Tous ces maîtres, Giotto, Orgagna, Fra Angelico, Masaccio et Bartolommeo, ils sont tous sortis de Florence, et Raphaël lui-même touche de bien près à cette école qui nous a laissé les pages les plus émues de l'art chrétien. Ils devinrent les maîtres souverains de la peinture religieuse, parce qu'ils estimèrent avant toutes autres les qualités sérieuses qui font le style, parce qu'ils étudièrent avec sincérité la nature sans se laisser asservir par elle, parce qu'enfin ils l'élevèrent au-dessus d'elle-même au moyen de l'expression morale. Voulant s'adresser à l'âme plutôt qu'aux sens, ils comprirent parfaitement qu'aux qualités internes et externes de l'homme

correspondent dans la peinture des qualités analogues, et que si l'éclat de la couleur, les élans de la passion parlent aux sens, c'est l'austérité du dessin et la force contenue qui impressionnent l'âme. « Le peintre, nous disait-on dernièrement 1, le peintre, lorsqu'il voudra monter aux plus hautes régions de son art, sans en franchir les limites, devra se rapprocher également de ses deux aînés, l'architecte et le sculpteur. Il y perdra sans doute une partie de sa liberté; mais que d'autorité il regagnera dans cette austère obéissance! Quelle imposante majesté dans ces représentations murales dont la pâleur grave ne troublera ni l'harmonie de l'édifice ni le recueillement de la pensée, et dont les figures, passant comme des ombres heureuses et couvrant le mur sans le renverser, rappelleront les tranquilles et doux bas-reliefs des temples antiques! »

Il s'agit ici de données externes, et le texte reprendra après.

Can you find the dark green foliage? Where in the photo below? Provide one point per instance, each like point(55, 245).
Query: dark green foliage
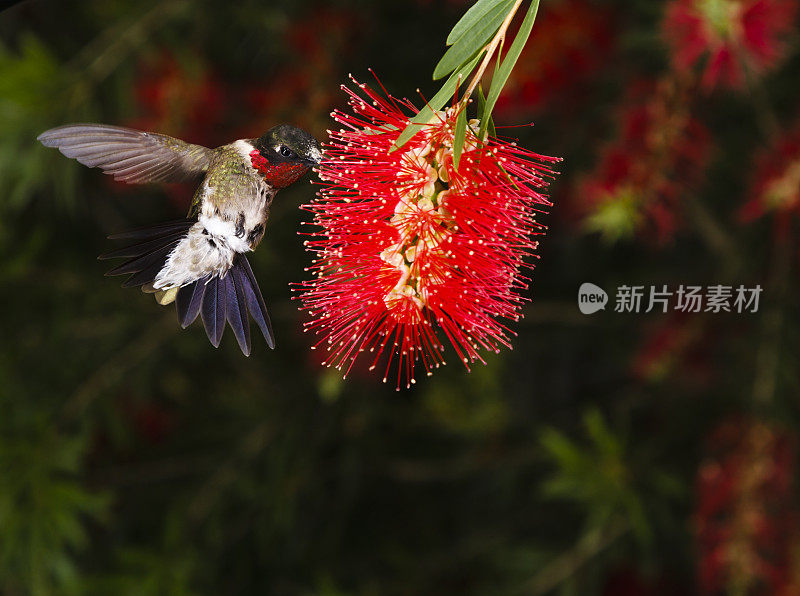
point(137, 459)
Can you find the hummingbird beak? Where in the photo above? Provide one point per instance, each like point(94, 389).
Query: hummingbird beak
point(315, 156)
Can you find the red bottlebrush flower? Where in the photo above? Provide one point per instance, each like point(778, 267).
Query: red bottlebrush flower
point(412, 249)
point(746, 515)
point(642, 175)
point(736, 36)
point(776, 184)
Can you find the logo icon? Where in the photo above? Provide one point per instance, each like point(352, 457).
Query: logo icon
point(591, 298)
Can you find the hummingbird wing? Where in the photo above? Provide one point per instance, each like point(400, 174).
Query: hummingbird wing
point(129, 155)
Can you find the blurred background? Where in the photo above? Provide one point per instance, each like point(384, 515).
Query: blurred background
point(618, 453)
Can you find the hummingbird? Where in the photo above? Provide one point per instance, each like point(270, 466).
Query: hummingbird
point(199, 262)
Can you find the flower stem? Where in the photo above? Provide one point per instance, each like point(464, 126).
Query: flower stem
point(490, 49)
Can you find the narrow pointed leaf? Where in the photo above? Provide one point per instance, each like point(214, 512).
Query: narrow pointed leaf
point(504, 70)
point(482, 112)
point(436, 102)
point(459, 135)
point(474, 38)
point(475, 14)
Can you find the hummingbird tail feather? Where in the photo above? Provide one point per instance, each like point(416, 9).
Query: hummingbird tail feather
point(217, 299)
point(228, 298)
point(147, 257)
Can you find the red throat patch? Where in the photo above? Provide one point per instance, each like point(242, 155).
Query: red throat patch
point(278, 175)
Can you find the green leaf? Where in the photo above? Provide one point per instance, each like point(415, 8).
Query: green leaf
point(459, 136)
point(482, 113)
point(504, 71)
point(473, 39)
point(435, 103)
point(475, 14)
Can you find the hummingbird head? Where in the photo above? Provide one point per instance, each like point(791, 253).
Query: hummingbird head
point(284, 153)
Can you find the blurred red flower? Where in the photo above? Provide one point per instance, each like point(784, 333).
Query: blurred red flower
point(736, 37)
point(574, 46)
point(183, 102)
point(410, 247)
point(303, 91)
point(661, 151)
point(746, 515)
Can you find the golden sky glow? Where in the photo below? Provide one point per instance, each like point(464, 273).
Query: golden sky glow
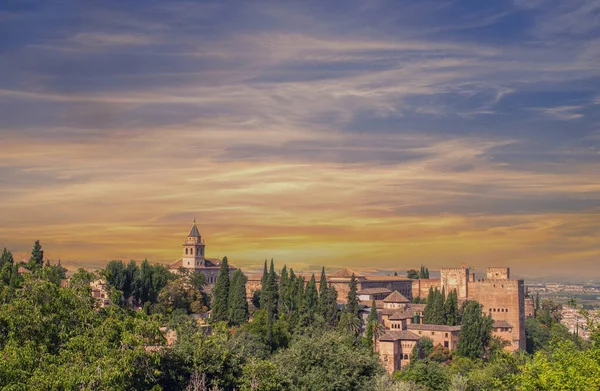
point(338, 146)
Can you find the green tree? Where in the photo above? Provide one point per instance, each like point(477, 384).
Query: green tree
point(476, 331)
point(451, 308)
point(352, 304)
point(221, 293)
point(372, 322)
point(238, 305)
point(36, 261)
point(328, 361)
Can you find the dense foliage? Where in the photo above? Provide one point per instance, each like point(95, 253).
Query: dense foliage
point(54, 336)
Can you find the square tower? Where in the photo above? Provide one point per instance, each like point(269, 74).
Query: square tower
point(193, 250)
point(498, 273)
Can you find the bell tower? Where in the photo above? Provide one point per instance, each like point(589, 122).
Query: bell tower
point(193, 249)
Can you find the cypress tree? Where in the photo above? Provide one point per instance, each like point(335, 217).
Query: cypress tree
point(238, 305)
point(352, 306)
point(271, 301)
point(36, 261)
point(372, 320)
point(284, 291)
point(221, 293)
point(311, 296)
point(475, 333)
point(451, 308)
point(322, 285)
point(427, 312)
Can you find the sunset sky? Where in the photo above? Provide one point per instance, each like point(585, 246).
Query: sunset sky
point(361, 134)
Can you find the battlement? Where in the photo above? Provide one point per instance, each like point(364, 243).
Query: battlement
point(498, 273)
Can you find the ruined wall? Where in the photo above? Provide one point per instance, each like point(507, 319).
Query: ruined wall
point(498, 273)
point(455, 278)
point(420, 287)
point(503, 300)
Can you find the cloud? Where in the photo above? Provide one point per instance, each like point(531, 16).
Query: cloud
point(384, 135)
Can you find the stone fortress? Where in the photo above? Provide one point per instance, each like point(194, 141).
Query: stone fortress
point(502, 298)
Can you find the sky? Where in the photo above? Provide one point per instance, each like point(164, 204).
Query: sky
point(374, 135)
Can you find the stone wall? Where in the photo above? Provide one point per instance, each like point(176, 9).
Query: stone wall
point(455, 278)
point(503, 300)
point(498, 273)
point(420, 287)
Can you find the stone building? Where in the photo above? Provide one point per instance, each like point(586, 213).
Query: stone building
point(194, 259)
point(501, 297)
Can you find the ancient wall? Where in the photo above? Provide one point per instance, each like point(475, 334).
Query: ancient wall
point(420, 287)
point(455, 278)
point(498, 273)
point(389, 355)
point(503, 300)
point(529, 308)
point(401, 285)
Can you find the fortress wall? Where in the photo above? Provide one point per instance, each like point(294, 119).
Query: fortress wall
point(420, 287)
point(503, 300)
point(455, 278)
point(403, 286)
point(498, 273)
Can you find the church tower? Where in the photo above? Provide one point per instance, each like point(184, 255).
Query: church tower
point(193, 249)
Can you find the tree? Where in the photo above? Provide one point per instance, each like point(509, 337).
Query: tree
point(434, 312)
point(327, 361)
point(238, 305)
point(221, 293)
point(372, 320)
point(352, 305)
point(6, 266)
point(311, 297)
point(476, 331)
point(451, 308)
point(549, 313)
point(328, 301)
point(36, 261)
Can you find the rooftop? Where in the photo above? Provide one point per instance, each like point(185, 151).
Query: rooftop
point(396, 297)
point(432, 327)
point(373, 291)
point(396, 335)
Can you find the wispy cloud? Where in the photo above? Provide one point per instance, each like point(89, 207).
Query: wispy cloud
point(385, 132)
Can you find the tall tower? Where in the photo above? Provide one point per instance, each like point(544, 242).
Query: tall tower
point(193, 249)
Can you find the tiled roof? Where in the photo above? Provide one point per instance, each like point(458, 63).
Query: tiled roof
point(395, 335)
point(395, 297)
point(194, 232)
point(502, 323)
point(417, 307)
point(401, 315)
point(432, 327)
point(368, 303)
point(344, 273)
point(373, 291)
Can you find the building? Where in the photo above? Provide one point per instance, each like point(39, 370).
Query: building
point(194, 259)
point(501, 297)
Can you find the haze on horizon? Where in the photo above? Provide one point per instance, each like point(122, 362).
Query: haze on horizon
point(363, 134)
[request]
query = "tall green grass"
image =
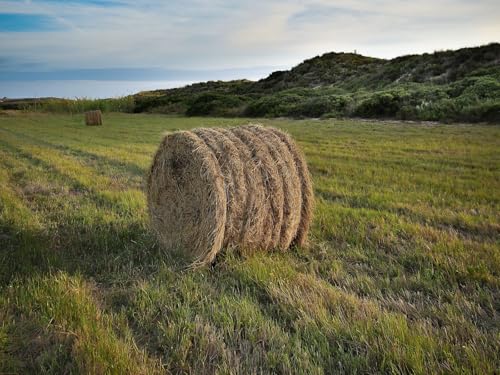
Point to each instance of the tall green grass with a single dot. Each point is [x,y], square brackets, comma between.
[402,275]
[79,105]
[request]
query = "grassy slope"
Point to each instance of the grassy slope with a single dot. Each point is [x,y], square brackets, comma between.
[403,272]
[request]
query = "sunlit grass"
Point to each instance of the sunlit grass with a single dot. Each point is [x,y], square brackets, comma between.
[402,274]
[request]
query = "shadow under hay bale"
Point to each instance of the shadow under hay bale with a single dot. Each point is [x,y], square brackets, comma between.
[93,118]
[246,187]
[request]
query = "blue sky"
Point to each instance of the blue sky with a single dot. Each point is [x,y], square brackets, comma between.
[133,39]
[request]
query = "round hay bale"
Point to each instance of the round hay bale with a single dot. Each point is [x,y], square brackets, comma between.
[186,197]
[232,170]
[241,187]
[292,197]
[272,187]
[254,213]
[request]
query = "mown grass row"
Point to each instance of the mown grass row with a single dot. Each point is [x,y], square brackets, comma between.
[402,274]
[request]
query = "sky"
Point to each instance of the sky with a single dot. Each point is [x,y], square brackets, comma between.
[192,40]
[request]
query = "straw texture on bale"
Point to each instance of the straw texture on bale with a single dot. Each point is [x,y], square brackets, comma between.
[246,187]
[93,118]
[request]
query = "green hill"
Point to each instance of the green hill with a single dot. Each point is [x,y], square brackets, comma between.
[461,85]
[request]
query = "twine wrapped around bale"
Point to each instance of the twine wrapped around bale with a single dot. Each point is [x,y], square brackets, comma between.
[93,118]
[246,187]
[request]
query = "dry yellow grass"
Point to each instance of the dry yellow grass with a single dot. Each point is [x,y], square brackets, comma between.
[93,118]
[235,188]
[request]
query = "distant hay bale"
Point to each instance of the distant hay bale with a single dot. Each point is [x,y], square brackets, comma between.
[246,187]
[93,118]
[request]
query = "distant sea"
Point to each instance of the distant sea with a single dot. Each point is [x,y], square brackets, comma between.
[80,89]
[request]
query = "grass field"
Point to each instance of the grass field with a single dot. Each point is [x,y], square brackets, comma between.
[402,275]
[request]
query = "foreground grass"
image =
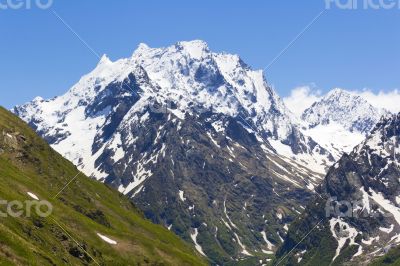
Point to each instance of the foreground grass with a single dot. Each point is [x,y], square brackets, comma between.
[82,210]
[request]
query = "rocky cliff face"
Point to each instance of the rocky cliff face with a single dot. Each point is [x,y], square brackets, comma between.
[357,217]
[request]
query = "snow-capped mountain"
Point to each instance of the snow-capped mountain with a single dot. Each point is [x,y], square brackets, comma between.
[340,120]
[197,139]
[357,216]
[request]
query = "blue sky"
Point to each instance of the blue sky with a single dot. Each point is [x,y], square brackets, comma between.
[352,49]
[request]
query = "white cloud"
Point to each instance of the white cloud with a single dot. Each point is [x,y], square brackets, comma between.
[389,100]
[301,98]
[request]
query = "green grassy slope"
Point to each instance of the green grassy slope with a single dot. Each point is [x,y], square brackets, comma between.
[84,208]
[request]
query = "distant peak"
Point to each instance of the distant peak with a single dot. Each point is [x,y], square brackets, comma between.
[142,46]
[38,99]
[195,48]
[198,43]
[104,60]
[337,91]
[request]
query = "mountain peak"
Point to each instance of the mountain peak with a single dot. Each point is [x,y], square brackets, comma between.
[345,108]
[104,60]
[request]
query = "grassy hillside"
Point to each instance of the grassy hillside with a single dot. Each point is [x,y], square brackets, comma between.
[84,209]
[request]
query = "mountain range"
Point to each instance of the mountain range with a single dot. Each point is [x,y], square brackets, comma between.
[203,145]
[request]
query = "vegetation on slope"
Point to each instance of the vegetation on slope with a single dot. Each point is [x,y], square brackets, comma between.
[81,210]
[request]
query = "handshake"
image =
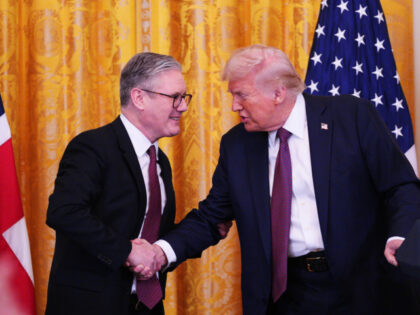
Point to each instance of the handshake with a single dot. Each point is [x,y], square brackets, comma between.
[145,259]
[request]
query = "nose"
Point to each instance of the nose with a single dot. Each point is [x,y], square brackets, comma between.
[236,104]
[183,106]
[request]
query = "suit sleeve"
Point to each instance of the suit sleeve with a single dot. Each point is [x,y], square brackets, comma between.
[390,171]
[72,206]
[198,230]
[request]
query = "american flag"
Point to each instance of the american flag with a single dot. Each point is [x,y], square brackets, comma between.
[351,54]
[16,279]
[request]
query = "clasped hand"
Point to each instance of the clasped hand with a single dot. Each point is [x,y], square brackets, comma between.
[145,259]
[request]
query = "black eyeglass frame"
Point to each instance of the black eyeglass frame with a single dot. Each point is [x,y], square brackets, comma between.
[179,97]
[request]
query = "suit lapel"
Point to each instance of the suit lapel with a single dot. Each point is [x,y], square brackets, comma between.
[320,129]
[257,159]
[129,154]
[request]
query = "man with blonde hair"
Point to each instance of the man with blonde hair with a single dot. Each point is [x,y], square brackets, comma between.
[318,188]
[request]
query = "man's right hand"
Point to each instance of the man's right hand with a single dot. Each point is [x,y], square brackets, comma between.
[145,259]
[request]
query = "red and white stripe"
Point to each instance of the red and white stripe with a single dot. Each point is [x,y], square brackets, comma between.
[16,277]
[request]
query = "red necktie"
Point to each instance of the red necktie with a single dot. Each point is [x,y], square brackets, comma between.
[149,291]
[281,201]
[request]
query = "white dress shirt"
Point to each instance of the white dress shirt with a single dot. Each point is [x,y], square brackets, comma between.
[305,230]
[141,144]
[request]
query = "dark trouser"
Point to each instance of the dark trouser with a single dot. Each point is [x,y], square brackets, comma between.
[138,308]
[313,293]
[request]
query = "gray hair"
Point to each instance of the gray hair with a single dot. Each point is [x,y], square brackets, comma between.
[141,69]
[272,63]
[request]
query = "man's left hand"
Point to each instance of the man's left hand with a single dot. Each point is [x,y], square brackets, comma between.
[390,250]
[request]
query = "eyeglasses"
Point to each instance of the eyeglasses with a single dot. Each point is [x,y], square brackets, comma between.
[177,99]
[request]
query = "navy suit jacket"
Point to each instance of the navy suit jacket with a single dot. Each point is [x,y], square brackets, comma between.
[97,207]
[365,191]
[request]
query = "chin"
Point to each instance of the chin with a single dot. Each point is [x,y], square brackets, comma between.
[251,128]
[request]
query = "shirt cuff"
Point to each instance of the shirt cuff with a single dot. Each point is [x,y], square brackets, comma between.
[395,238]
[169,252]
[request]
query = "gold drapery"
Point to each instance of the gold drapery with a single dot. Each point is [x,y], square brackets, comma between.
[59,73]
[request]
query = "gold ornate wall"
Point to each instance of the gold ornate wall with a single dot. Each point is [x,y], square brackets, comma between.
[59,71]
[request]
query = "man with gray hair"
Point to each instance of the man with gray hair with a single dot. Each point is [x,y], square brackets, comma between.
[115,185]
[318,187]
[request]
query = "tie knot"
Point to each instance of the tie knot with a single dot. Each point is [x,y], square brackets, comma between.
[283,134]
[152,153]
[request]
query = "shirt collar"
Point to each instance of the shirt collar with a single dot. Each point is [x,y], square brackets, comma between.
[295,123]
[140,142]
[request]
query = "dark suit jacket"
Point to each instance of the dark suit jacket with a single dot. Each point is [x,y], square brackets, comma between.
[365,192]
[97,207]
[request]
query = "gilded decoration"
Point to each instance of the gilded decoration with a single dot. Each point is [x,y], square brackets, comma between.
[59,75]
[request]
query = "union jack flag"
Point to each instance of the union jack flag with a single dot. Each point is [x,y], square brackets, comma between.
[351,54]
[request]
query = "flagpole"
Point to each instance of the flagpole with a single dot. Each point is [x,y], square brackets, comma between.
[416,44]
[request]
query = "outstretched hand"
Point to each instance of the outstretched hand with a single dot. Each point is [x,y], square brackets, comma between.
[391,248]
[145,259]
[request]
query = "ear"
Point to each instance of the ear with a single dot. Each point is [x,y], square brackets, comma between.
[137,98]
[280,94]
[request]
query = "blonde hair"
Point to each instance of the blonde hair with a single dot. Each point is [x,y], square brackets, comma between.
[270,64]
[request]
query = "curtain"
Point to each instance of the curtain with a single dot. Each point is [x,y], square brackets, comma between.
[59,75]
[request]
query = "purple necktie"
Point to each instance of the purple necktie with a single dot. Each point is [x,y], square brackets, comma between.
[149,291]
[281,201]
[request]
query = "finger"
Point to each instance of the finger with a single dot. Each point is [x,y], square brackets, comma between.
[390,257]
[138,269]
[138,241]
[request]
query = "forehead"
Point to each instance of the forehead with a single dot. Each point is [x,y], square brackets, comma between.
[169,81]
[242,84]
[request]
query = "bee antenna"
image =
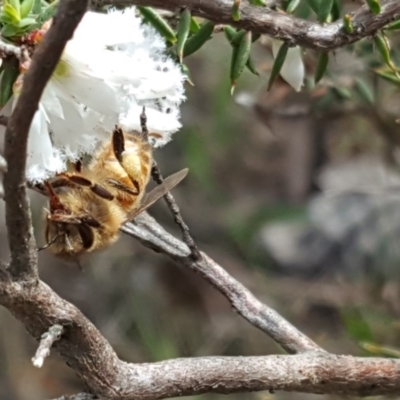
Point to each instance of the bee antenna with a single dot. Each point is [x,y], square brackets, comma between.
[52,241]
[143,124]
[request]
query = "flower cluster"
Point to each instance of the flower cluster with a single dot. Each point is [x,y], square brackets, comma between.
[112,67]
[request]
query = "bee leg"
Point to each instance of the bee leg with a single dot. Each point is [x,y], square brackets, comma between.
[143,125]
[118,143]
[77,220]
[78,165]
[55,201]
[94,187]
[52,241]
[120,186]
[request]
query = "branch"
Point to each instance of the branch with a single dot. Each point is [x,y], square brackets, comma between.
[92,358]
[280,25]
[171,203]
[7,49]
[46,341]
[152,235]
[18,217]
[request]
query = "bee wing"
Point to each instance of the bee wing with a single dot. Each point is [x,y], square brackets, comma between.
[158,192]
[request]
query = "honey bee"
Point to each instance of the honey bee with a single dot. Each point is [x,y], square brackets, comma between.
[88,206]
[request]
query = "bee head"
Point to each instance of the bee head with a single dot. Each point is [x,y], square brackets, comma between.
[56,205]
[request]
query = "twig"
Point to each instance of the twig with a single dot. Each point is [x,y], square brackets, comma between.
[18,217]
[169,199]
[80,396]
[279,25]
[7,50]
[4,120]
[46,341]
[152,235]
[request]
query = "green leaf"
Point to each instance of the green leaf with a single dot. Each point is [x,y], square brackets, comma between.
[336,10]
[292,6]
[348,23]
[383,46]
[11,13]
[196,41]
[194,25]
[26,22]
[364,90]
[323,60]
[183,32]
[185,71]
[10,74]
[37,6]
[324,10]
[393,26]
[374,6]
[26,8]
[160,24]
[380,350]
[48,12]
[9,30]
[260,3]
[388,75]
[5,19]
[240,58]
[236,10]
[314,5]
[278,63]
[234,39]
[16,5]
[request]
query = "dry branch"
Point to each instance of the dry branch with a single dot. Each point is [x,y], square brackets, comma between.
[90,355]
[279,25]
[7,50]
[83,347]
[18,217]
[154,236]
[46,341]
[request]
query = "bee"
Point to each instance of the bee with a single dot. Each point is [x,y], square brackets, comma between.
[88,206]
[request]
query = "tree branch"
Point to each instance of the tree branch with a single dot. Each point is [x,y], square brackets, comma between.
[18,217]
[7,50]
[154,236]
[46,341]
[91,356]
[279,25]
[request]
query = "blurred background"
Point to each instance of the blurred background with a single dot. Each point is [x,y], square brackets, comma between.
[296,195]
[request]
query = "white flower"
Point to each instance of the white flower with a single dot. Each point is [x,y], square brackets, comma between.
[110,69]
[292,70]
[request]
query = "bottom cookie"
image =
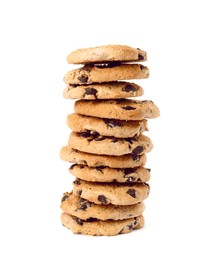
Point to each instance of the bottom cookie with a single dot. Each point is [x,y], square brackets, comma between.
[94,227]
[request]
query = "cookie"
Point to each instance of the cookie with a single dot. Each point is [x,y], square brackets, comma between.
[106,73]
[104,54]
[96,227]
[126,161]
[97,144]
[106,127]
[84,209]
[122,109]
[106,174]
[111,193]
[111,90]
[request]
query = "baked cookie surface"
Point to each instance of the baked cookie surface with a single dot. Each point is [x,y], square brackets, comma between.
[89,74]
[125,161]
[85,209]
[96,144]
[122,109]
[106,174]
[108,53]
[96,227]
[106,127]
[111,193]
[111,90]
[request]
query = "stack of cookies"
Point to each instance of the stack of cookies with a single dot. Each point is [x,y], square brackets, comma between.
[107,146]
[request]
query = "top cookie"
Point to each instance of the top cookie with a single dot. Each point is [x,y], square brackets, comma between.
[106,73]
[108,53]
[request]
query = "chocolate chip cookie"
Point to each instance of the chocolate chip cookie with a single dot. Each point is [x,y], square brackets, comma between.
[92,142]
[106,127]
[122,109]
[106,174]
[93,160]
[111,193]
[107,53]
[96,227]
[84,209]
[110,90]
[106,73]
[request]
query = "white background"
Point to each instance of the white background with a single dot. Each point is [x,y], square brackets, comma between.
[183,41]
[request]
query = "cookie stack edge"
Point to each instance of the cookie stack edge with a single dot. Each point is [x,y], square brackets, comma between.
[107,146]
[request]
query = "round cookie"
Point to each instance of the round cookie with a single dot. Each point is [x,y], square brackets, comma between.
[84,209]
[96,144]
[96,227]
[106,73]
[126,161]
[122,109]
[106,127]
[108,53]
[111,193]
[106,174]
[111,90]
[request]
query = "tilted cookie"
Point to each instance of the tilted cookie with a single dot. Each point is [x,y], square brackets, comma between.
[106,127]
[106,174]
[125,161]
[122,109]
[110,90]
[85,209]
[111,193]
[107,53]
[96,144]
[106,73]
[96,227]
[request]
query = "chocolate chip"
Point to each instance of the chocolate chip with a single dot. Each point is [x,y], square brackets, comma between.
[88,67]
[78,221]
[110,65]
[129,88]
[135,156]
[138,150]
[83,78]
[102,199]
[129,140]
[90,91]
[91,219]
[73,85]
[100,168]
[128,108]
[140,57]
[65,197]
[115,140]
[72,166]
[112,123]
[77,181]
[84,134]
[100,138]
[84,204]
[131,179]
[142,67]
[79,192]
[132,193]
[130,227]
[128,170]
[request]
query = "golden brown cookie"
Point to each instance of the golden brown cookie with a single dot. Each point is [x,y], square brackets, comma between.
[106,127]
[84,209]
[107,53]
[106,73]
[94,227]
[122,109]
[111,193]
[106,174]
[93,160]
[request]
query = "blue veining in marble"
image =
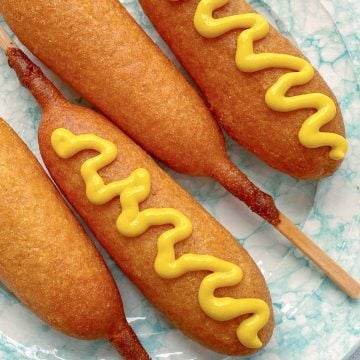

Les Grecs et les Romains avaient depuis longtemps senti quelle diversité de sentiments éveillent en nous ce qu'ils appelaient les différents modes de la peinture. Crassus, comparant chez Cicéron des œuvres d'anciens maîtres avec celles de son temps, trouvait les modernes plus agréa– bles par la beauté et la multiplicité des couleurs, et plus plaisantes à la première vue. «< Mais ces peintures, dit-il, perdent beaucoup de leur valeur à un examen attentif, tandis que celles des anciens, qui frappent moins tout d'abord, nous touchent de plus en plus, bien qu'on rencontre en ces ouvrages quelque chose de rude qui n'est point au goût du jour. » Et Denys d'Halicarnasse, recherchant la cause de ce fait, la trouve en ce que « les anciens étaient d'excellents dessinateurs qui connaissaient parfaitement toute la grâce et toute la force de l'expression, quoique d'ailleurs leurs tons fussent simples et peu variés. Les modernes, au contraire, ajoute-t-il, plus attachés à briller dans la partie du coloris et dans celle des ombres, n'ont pas la même correction dans le dessin, et, partant de là, ils ne rendent point les passions avec le même succès. » Ces lois, reconnues par Crassus et Denys d'Halicarnasse, avaient été mises en pratique par les éphores de Sparte, qui allèrent jusqu'à défendre dans la ville de Lycurgue l'usage de la peinture, parce que la couleur leur semblait propre seulement à flatter les sens. Et cependant, dit M. Beulé, Sparte n'était point ennemie des arts, ainsi qu'on s'est tant plu à le répéter. Comme la plupart des grandes villes de la Grèce, elle avait ses places décorées de portiques et de statues, ses monuments remarquables par leur originalité capable de fixer l'attention de Pausanias, qui avait vu Athènes et son Acropole.

4. Grammaire des arts du dessin, Architecture, Sculpture, Peinture, par M. Charles Blanc. Gazette des Beaux-Arts, t. XI, p. 97.